From then on, we became rather apprehensive of letting him out. As a result, we were constantly tortured by his wailing. Day and night. Sometimes the sounds he would make would be so mournful and pitiful that you could cry with him, while at other times it sounded very deliberately rude, annoyed, or plain manipulative. It never ceases to impress me how he can convey such an extremely wide range of emotions with what could seem as just one, wailing sound. My Dad started to threaten that he’s going to kill him someday, Sofi would yell at him if he came near her even if he wasn’t crying, because she was so fed up with him, Mum started to close him in the laundry room for the night, where he likes to be and where we’d hear him a bit less, and I was reluctant to have him in my room, as the only reason for which he seemed to come in here was to keep wailing. Yet we all felt very sorry for him and wanted to help him somehow. Letting him be outside just didn’t seem like the right way to help long-term, and we were short of any other ideas.

Mum and me, however, had been considering for quite a long time to take him to a cat behaviourist to talk about some of his problems, like the constant grooming. So finally it seemed like the time was more than right. Mum already went to that behaviourist with Misha and Sasha (the little kitten we had for a while with whom, or should I say due to whom, we had some problems), and he was very helpful and insightful. So I guess both of us were hoping for something similar this time around. Some insight, about what we might be doing wrong, and what we should do etc… Maybe he would help us understand this little Mish brain a little better.
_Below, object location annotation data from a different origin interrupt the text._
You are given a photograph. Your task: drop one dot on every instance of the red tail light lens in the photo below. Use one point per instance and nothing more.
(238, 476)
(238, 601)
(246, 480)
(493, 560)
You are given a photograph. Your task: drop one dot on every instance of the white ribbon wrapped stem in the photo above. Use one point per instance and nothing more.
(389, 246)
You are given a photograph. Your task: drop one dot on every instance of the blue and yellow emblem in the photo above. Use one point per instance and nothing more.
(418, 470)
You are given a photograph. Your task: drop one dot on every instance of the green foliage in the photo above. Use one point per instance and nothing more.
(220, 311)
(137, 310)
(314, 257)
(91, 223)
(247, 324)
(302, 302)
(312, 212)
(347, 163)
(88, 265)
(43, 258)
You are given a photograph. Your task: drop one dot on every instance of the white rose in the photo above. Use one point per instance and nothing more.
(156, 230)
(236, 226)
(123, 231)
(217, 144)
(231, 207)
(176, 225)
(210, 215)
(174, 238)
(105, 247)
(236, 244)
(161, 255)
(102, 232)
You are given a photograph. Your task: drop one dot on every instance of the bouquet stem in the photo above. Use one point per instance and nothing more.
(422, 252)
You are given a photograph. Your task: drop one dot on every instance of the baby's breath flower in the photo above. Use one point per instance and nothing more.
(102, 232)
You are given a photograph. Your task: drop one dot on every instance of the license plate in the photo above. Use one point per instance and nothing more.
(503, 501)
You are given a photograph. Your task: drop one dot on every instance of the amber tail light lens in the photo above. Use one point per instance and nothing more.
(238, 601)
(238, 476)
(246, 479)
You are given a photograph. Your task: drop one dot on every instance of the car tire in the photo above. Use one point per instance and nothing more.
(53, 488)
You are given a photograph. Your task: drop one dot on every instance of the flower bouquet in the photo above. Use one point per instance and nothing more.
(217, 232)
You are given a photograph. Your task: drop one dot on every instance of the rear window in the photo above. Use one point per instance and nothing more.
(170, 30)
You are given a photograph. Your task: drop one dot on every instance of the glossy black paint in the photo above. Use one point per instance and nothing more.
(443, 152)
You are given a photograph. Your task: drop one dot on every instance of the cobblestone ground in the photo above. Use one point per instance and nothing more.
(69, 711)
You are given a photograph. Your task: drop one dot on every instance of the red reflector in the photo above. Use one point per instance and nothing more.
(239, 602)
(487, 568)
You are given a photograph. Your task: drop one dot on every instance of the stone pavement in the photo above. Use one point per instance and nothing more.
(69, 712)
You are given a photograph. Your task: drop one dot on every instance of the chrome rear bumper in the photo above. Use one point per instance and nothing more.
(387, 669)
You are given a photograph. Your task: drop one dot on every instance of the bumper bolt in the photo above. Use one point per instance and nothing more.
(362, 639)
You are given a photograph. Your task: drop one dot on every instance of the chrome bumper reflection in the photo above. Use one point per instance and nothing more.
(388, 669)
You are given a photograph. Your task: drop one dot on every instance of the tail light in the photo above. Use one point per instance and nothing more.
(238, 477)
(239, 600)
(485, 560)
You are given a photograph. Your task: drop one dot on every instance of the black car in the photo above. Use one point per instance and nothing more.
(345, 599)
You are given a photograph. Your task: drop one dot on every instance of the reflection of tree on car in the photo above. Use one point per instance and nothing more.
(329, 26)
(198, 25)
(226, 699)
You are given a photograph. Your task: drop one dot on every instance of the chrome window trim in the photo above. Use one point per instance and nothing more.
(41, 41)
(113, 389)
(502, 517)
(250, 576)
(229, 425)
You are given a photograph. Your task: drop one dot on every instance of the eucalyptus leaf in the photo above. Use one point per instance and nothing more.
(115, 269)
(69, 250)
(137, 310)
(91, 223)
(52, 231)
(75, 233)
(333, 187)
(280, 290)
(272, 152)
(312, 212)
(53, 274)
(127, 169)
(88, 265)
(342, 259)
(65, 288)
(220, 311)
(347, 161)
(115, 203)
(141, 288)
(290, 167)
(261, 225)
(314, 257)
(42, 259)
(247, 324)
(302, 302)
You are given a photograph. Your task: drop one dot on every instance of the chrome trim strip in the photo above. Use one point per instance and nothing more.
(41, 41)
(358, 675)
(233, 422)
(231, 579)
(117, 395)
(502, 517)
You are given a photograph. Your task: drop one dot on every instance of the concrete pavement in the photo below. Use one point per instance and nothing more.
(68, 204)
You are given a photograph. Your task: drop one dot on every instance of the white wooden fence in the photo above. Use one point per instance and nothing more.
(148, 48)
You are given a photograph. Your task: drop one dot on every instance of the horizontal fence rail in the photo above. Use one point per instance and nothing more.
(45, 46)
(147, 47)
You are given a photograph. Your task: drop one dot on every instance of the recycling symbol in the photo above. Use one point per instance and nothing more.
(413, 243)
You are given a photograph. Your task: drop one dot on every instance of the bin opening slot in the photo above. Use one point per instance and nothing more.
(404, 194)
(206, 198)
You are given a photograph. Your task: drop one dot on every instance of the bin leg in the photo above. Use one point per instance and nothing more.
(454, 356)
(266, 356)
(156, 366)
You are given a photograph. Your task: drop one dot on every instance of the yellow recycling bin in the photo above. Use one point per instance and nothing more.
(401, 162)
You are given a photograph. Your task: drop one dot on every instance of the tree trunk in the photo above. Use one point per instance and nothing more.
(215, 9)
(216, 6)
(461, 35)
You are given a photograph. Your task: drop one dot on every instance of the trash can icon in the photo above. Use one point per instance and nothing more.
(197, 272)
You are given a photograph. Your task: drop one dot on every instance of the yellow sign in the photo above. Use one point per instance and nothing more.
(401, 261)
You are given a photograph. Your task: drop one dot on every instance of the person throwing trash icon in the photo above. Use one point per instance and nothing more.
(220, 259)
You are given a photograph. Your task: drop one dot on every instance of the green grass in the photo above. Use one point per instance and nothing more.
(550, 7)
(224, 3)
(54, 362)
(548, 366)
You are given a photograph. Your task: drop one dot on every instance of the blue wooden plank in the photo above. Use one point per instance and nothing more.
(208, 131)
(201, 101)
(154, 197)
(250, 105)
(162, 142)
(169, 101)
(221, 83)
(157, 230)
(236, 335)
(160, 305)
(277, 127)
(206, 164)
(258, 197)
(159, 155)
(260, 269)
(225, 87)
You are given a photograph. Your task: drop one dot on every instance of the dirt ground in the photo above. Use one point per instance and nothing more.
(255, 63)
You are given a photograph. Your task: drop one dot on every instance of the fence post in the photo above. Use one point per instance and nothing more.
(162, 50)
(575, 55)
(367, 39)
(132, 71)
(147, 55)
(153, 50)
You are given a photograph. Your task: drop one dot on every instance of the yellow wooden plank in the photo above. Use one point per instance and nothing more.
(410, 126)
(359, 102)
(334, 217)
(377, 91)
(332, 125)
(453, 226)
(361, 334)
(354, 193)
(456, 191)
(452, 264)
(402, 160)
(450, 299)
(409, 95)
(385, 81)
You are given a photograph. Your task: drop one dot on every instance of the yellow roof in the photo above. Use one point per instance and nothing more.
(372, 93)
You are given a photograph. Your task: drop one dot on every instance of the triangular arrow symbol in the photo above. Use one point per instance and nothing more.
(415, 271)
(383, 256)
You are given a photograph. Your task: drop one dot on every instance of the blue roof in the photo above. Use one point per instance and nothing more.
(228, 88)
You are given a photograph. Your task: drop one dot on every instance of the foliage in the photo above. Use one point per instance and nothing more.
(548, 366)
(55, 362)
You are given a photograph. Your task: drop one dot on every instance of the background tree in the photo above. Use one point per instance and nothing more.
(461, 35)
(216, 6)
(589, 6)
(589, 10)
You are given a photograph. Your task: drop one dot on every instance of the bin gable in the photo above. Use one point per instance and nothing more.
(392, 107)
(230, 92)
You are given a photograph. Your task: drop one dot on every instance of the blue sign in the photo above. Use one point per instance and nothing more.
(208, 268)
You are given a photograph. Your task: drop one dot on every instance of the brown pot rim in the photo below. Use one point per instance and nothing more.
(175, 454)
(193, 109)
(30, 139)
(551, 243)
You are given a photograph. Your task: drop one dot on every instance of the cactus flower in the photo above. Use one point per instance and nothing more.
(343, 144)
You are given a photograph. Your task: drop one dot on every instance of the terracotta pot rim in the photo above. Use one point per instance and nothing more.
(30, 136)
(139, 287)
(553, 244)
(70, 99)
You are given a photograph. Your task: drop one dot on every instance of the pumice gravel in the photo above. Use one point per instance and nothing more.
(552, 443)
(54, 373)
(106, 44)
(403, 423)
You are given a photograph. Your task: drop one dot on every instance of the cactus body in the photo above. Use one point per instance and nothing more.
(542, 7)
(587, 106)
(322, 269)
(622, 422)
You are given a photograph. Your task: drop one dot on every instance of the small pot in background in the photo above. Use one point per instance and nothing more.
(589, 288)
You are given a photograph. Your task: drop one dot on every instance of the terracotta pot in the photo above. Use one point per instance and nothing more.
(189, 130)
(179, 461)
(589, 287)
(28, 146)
Yet he didn’t offer us anyy insight. Looking at it in perspective, I don’t really know what he could say and this really doesn’t seem like the sort of thing where talking would help a lot. He simply concluded that there are two ways for Misha to live. One option is that we make a compromise and let Misha go in and out precisely as he pleases. But this isn’t really an option, even by his – the vet’s – standards, as obviously Misha is totally inexperienced when it comes to the outdoor life, while on the other hand he is used to sleeping on and in beds, or wherever he fancies, and it would be difficult and quite cruel to now tell him that he cannot do this anymore and I’m not quite sure how we’d go about making him adhere to this rule. And our house would get real filthy in no time, my pedantic Mum wouldn’t survive that. So there’s just the second option left, that is medication. So what we were ultimately offered was a supply of Prozac, which Misha was to take half a pill daily and he told us to come back in two weeks for a follow-up.

I really didn’t like the idea on so many levels but… what else can you do? As expected, Misha’s appetite worsened a lot, so I had to stock up on his favourite foods so that he’d eat anything. He also became really drowsy, which I didn’t realise was a thing with Prozac nor did the behaviourist tell us that it was possible. Like, he slept ALL the time! He’d hardly wake up to eat or pee. He was also very apathetic. In the short moments between his sleeps, I sometimes picked him up and cuddled. He doesn’t always love to be picked up, but now it was like he didn’t care either way. He didn’t object or tense up as he does when he’s not in the cuddly mood, but neither was he cuddly and affectionate, he would just lay in my arms completely still. But I thought, oh well, his body probably must just get used to it.

But things just continued like that, with no change at all. Both Mum and me tried to give him his favourite foods, both where regular meals and snacks were concerned, but a lot of food just went to waste because he’d just take a bite and would no longer be interested in it. Giving him the pills, which is never an easy thing, was becoming harder every day as he would protest against it more every day, it’s really unpleasant for everyone involved to give him any kind of medication. One day he threw it up almost straight after Mum managed to get him to swallow it. When Misha slept like that all the time, he would never slept cosily as usual, on a bed or in his own bed, or in some other comfy place. Instead he’d usually hide under a bed and clearly didn’t want anyone to see him. One of those days, when he was sleeping under Mum’s bed, she took a peek down there and found him lying there still but his eyes were actually wide open, plus his pupils were still very dilated so apparently it looked quite creepy. The next day Sofi told me the same thing, very surprised, that he’s not sleeping but simply laying like that all the time.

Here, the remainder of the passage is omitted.